Learning to Segment Object Candidates

Summary

The object detection system has recently relied on two key steps: 1. A series of object detection proposals are predicted as efficiently as possible, 2. The series of candidate proposals is then passed to the object classifier. These methods have proven to be extremely fast while achieving the best detection performance of the moment. In this paper we propose a new way to generate object proposals and introduce a method based on identifying convolutional networks. Our model combines two goals to train together: given an image part, the first part of the output of the system is the partition mask without a category, and the second part of the system output is the part of the entire object that may be the center of the block. In the test, the model is effectively applied to the entire test image and a series of split masks are generated, each of which is assigned a corresponding object similarity score. Tests show that our model achieves better than current performance results in object detection proposal algorithms. In particular, compared to previous approaches, our model achieved better object detection performance using fewer recommendations. In addition, our results also show that our model can deduce unknown categories (unused in training). Unlike all previous object masking methods, we do not rely on edges, superpixels, or any other form of low-level segmentation.

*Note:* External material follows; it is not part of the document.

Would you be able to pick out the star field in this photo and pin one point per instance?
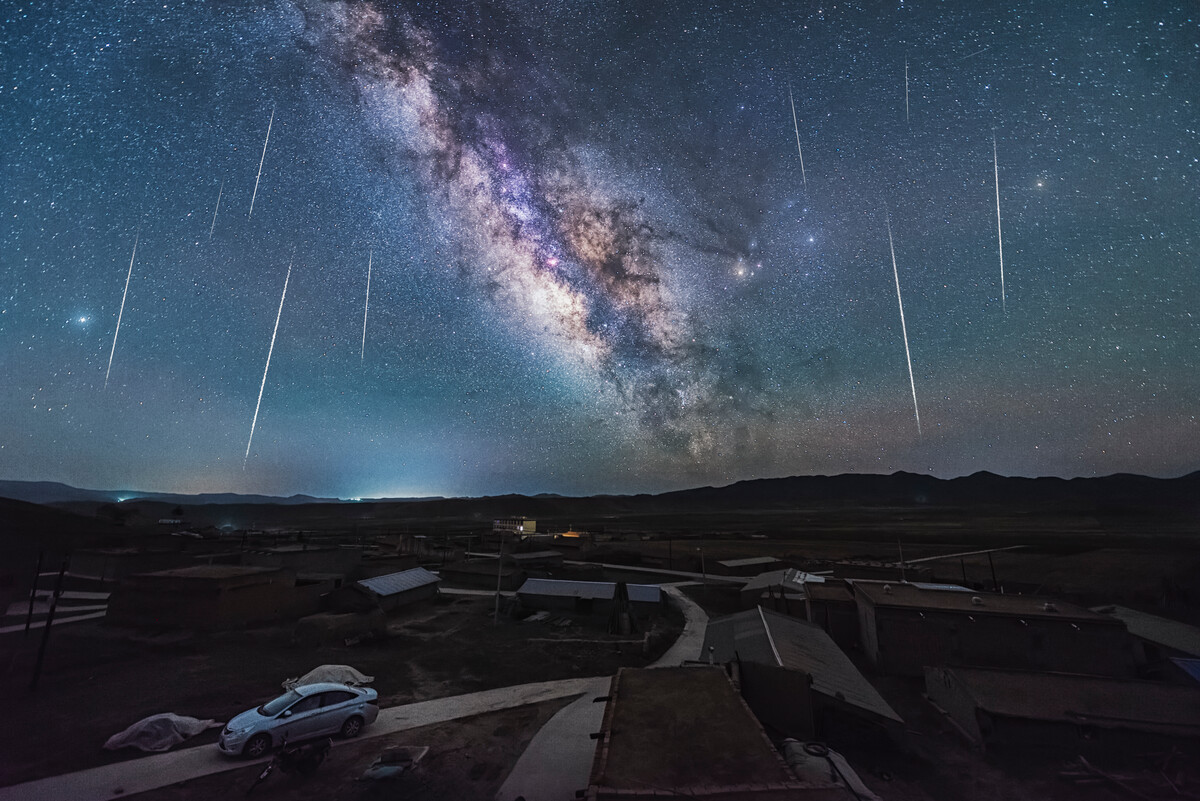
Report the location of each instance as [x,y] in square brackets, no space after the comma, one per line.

Learning to Refine Object Segments (Learning to Refine Object Segments)

Summary

Object segmentation requires object-level information and low-level pixel data. This poses a challenge for feedforward networks: the lower layers in the convolutional network can capture rich spatial information, and the higher layers in the network encode object-level knowledge, but there are constant factors such as pose and appearance. In this paper we propose to add a feedforward network (with a top-down refinement method) for object segmentation. This bottom-up/top-down architecture can effectively generate high-fidelity object masks. Similar to the jump connection, our method takes advantage of all the features of the network layer. Unlike jump connections, our method does not attempt to output independent predictions at each level. Instead, we first output a preliminary "mask" in the feed forward pass and then improve the mask in the top-down pass (using features in the low-order success level). This method is very simple, rapid and effective. Based on the recent DeepMask network to generate object proposals, we achieved an average of 10-20% accuracy improvement. In addition, by optimizing the overall network architecture, our method SharpMask is 50% faster than the original DeepMask.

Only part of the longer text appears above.